Performance specifications of a system are described in the last page of its catalog. Meanings of terms used here and how to read numbers are explained.

  1. Sensitivity: An item a user cares the most. This is an index indicating how smooth data with little noise is obtained, and it can be said that the larger the index the better the system is. It is also called S/N (signal/noise). However, the number varies a lot with a measurement condition of sensitivity. It is not meaningful to compare without confirming that conditions such as a slit (bandpass) and a response (time constant) are the same. Some manufacturers report sensitivity measured on advantageous conditions in catalogs.
  2. Light source: Manufacturers with some exceptions adopt 150 W xenon lamps for excitation sources. With an ozoneless lamp which offers very weak light of wavelength less than 220 nm, it is impossible to use light less than 220 nm as excitation light.
  3. Measurement wavelength range: the wider the more versatile.
  4. Slit: Also called bandpass. It represents the width of the slit at the inlet/outlet of a spectroscope. If the slit width is large, data with relatively lower noise (sensitive) can be obtained since the amount of light increases, however, minute peaks of a spectrum cannot be determined. If it is narrow, the minute peaks of the spectrum can be determined, however, light decreases leading to noisy data.

    Although it is greatly dependent on a specimen, since priority is given to that there is little noise when using a spectrofluorophotometer for quantifying a dilute specimen etc., it is not necessary to adhere to narrow slit width.

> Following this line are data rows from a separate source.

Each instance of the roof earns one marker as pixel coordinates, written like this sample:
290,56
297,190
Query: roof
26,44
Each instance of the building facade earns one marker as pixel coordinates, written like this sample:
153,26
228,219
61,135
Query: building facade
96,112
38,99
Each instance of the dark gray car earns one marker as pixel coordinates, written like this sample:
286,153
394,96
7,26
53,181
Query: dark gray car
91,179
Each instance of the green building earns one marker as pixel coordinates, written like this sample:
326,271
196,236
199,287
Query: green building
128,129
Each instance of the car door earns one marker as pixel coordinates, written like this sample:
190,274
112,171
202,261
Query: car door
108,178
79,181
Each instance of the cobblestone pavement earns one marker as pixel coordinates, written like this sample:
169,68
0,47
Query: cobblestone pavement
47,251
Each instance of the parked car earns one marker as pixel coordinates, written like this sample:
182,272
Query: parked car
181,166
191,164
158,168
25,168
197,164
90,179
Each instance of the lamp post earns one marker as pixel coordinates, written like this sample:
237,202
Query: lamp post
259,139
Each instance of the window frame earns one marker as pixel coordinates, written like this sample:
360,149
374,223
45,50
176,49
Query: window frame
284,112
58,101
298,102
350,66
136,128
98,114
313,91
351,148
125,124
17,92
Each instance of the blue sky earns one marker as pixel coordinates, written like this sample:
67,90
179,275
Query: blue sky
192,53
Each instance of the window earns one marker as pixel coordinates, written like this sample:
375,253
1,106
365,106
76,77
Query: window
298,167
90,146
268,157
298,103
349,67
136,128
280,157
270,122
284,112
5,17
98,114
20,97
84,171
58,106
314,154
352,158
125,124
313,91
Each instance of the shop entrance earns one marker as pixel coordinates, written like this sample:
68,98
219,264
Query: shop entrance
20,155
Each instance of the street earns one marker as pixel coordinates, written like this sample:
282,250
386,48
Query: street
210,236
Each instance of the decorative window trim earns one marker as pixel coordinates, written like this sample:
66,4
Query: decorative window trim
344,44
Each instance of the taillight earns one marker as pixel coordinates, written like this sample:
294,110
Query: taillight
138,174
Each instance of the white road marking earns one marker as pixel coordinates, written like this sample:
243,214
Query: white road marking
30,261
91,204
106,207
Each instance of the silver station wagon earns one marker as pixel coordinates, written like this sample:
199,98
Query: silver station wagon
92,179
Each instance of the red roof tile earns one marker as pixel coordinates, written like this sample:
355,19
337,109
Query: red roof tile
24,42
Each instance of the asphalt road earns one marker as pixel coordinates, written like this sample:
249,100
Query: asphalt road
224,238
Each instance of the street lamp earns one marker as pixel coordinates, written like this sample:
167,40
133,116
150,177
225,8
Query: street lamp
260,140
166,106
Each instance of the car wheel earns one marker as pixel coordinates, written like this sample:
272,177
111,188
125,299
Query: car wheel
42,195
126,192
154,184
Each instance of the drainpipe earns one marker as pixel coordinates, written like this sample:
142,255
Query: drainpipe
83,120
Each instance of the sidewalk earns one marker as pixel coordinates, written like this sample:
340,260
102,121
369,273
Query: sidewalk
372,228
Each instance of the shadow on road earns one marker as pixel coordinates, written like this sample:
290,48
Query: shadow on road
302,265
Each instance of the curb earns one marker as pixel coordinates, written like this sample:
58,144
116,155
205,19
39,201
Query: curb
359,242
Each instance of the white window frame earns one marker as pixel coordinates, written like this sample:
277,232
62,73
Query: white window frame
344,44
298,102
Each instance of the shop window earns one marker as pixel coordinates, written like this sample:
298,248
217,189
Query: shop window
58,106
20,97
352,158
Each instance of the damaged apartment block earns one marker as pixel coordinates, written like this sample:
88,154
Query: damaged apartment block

  5. Response: If a large response is chosen, a spectrum becomes smooth, however, the shape will become blunt. When measuring excitation/fluorescence spectrum, optimal response should be selected depending on the scanning speed. Even if response is small (fast), noise will increase or a spectrum will be distorted if the response suitable for scanning speed is not chosen.
  6. Others: Special measurement such as three-dimensional measurement and phosphorescence measurement may be possible using an optional software, some models can manage in standard.